Let’s imagine a community media organization is starting up in a part of a city. What kind of digital strategy do you think they should follow?
It’s about learning what your audience wants. If you look at a chat app, like WhatsApp, there are some very big success stories. Audiences get alerts from a local community organization informing them about traffic jams or public transport closures. I think there are opportunities for local community organizations to report and distribute news in the best way possible. It might be via a Facebook group, it might be WhatsApp group. I wouldn't necessarily say a website is the best way to go because audiences don’t always type in a URL every morning. They find news in the places where they're spending time, which is WhatsApp, Facebook and Twitter, depending on the country. So for me, it’s about thinking about what news I want to provide, and then where I should be putting that news so that my audience can find it.
And if you imagine a smaller community organization trying to be a media producer, what does that mean digitally for the organization?

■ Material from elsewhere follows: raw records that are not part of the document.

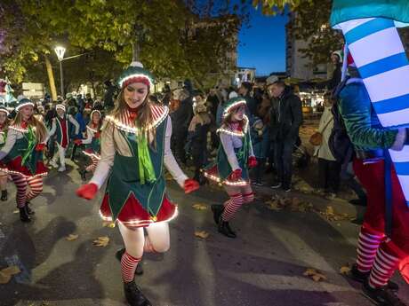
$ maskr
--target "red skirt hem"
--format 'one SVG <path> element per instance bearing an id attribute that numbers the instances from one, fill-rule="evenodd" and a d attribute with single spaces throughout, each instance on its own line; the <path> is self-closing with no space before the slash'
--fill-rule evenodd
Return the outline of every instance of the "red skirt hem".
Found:
<path id="1" fill-rule="evenodd" d="M 138 200 L 131 194 L 122 208 L 116 220 L 113 220 L 108 203 L 108 195 L 105 194 L 100 208 L 100 216 L 104 221 L 120 222 L 130 227 L 148 227 L 151 224 L 158 222 L 169 222 L 178 215 L 178 207 L 172 203 L 166 196 L 164 197 L 162 206 L 156 216 L 150 216 Z"/>

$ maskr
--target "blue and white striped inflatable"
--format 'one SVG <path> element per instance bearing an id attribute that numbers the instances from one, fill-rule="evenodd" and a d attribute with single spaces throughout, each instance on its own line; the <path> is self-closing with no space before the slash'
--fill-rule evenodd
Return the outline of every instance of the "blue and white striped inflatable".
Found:
<path id="1" fill-rule="evenodd" d="M 335 27 L 342 30 L 373 108 L 386 128 L 409 127 L 409 62 L 396 26 L 389 19 L 366 18 Z M 409 146 L 389 153 L 409 206 Z"/>

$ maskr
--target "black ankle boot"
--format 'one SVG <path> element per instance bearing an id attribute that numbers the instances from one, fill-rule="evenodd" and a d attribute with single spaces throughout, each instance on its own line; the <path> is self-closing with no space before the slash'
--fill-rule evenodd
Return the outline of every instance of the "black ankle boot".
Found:
<path id="1" fill-rule="evenodd" d="M 115 257 L 117 259 L 119 263 L 121 263 L 121 259 L 122 259 L 122 256 L 124 255 L 124 253 L 125 253 L 124 247 L 118 249 L 116 253 L 115 254 Z M 140 262 L 139 262 L 138 265 L 136 266 L 135 274 L 136 275 L 143 274 L 142 260 L 140 260 Z"/>
<path id="2" fill-rule="evenodd" d="M 31 222 L 31 218 L 27 213 L 26 208 L 20 208 L 20 220 L 22 222 Z"/>
<path id="3" fill-rule="evenodd" d="M 221 220 L 221 217 L 219 221 L 219 227 L 218 227 L 219 232 L 222 233 L 223 235 L 229 237 L 229 238 L 236 238 L 237 237 L 236 235 L 236 232 L 234 232 L 230 225 L 229 224 L 229 222 Z"/>
<path id="4" fill-rule="evenodd" d="M 356 280 L 356 281 L 358 281 L 360 283 L 365 283 L 365 281 L 367 281 L 367 279 L 369 278 L 369 274 L 371 274 L 371 272 L 361 272 L 357 269 L 357 263 L 354 263 L 352 265 L 351 271 L 349 271 L 349 273 L 347 274 L 347 276 L 349 277 L 350 279 Z M 399 286 L 397 283 L 395 283 L 395 282 L 393 282 L 391 280 L 388 281 L 387 286 L 388 286 L 389 289 L 390 289 L 392 291 L 398 291 L 399 290 Z"/>
<path id="5" fill-rule="evenodd" d="M 1 200 L 7 200 L 7 190 L 2 190 Z"/>
<path id="6" fill-rule="evenodd" d="M 26 206 L 24 207 L 26 208 L 26 211 L 28 215 L 36 215 L 36 212 L 30 208 L 28 206 L 29 202 L 26 202 Z"/>
<path id="7" fill-rule="evenodd" d="M 397 297 L 396 293 L 387 286 L 373 288 L 369 286 L 368 281 L 365 281 L 362 286 L 364 294 L 373 301 L 377 305 L 381 306 L 405 306 L 405 304 Z"/>
<path id="8" fill-rule="evenodd" d="M 124 293 L 131 306 L 152 306 L 149 300 L 143 295 L 140 288 L 136 286 L 134 280 L 129 283 L 124 282 Z"/>
<path id="9" fill-rule="evenodd" d="M 213 212 L 213 220 L 216 224 L 219 224 L 219 220 L 223 213 L 224 206 L 222 205 L 212 205 L 212 211 Z"/>

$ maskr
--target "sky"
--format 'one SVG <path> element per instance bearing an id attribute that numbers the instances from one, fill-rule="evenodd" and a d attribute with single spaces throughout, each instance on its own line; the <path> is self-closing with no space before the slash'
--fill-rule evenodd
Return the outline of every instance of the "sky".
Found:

They should ask how the community uses media. Rather than saying, “I want to have a community radio station,” they should consider whether that’s the best thing for their audience or if people would prefer little snippets of audio they can find in different places. Staff members shouldn’t do only what they already know how to do. Building a website so you can write long articles, is that what your audience wants? I think staff, whether at the BBC or Deutsche Welle or a small community station in Nairobi, has to understanding what community members need and where they spend their time. Now the digital tools exist to make it very easy to provide, create and distribute content.
But we still have to consider what the audience can do, what level of digital literacy people have. How can we deal with that?
There’s a huge need now to work with communities, whether it’s with schools or community groups. There’s an amazing example from Mozambique where people wrote down their concerns and issues on a blackboard that had been set up in the community. Then community media responded to those issues in their newspapers. Community media have amazing opportunities to ask an audience what, how, when and where it wants information in a way that the BBC doesn’t. Digital literacy is partly finding out from the audience what they do and don’t understand, what they need more of and where they're spending their time. I often think the audience is more savvy than we give them credit for. But we don’t spend enough time talking with them about how they consume media.
Imagine that an interesting amount of money came your way which allowed you to carry out any study you wanted on a digital topic. What would it be?
At the moment I’m very, very interested in the relationship between social networks and news organizations. Many people are thinking about distribution. How can new organizations find more eyeballs by using Snapchat or WhatsApp or Facebook? But my passion is user-generated content or eyewitness media. I’m fascinated by chat apps, like WhatsApp. I want to study the role of chat apps in social discovery.
This interview has been edited for clarity.
Claire Wardle is the research director of the Tow Center for Digital Journalism at Columbia University’s Graduate School of Journalism. Before that, she was the senior social media officer at United Nations High Commissioner for Refugees (UNHCR) and has worked in academia and journalism research as well as with journalists in the field. She holds a PhD in Communications and an MA in Political Science from the University of Pennsylvania. She taught at the Cardiff School of Journalism, Media and Cultural Studies in the UK and is considered one of the world’s experts on user-generated content. Dr. Wardle was previously director of News Services for Storyful, and currently sits on the World Economic Forum’s Committee on Social Media. She was also responsible for the design and development of the social media training program at the BBC.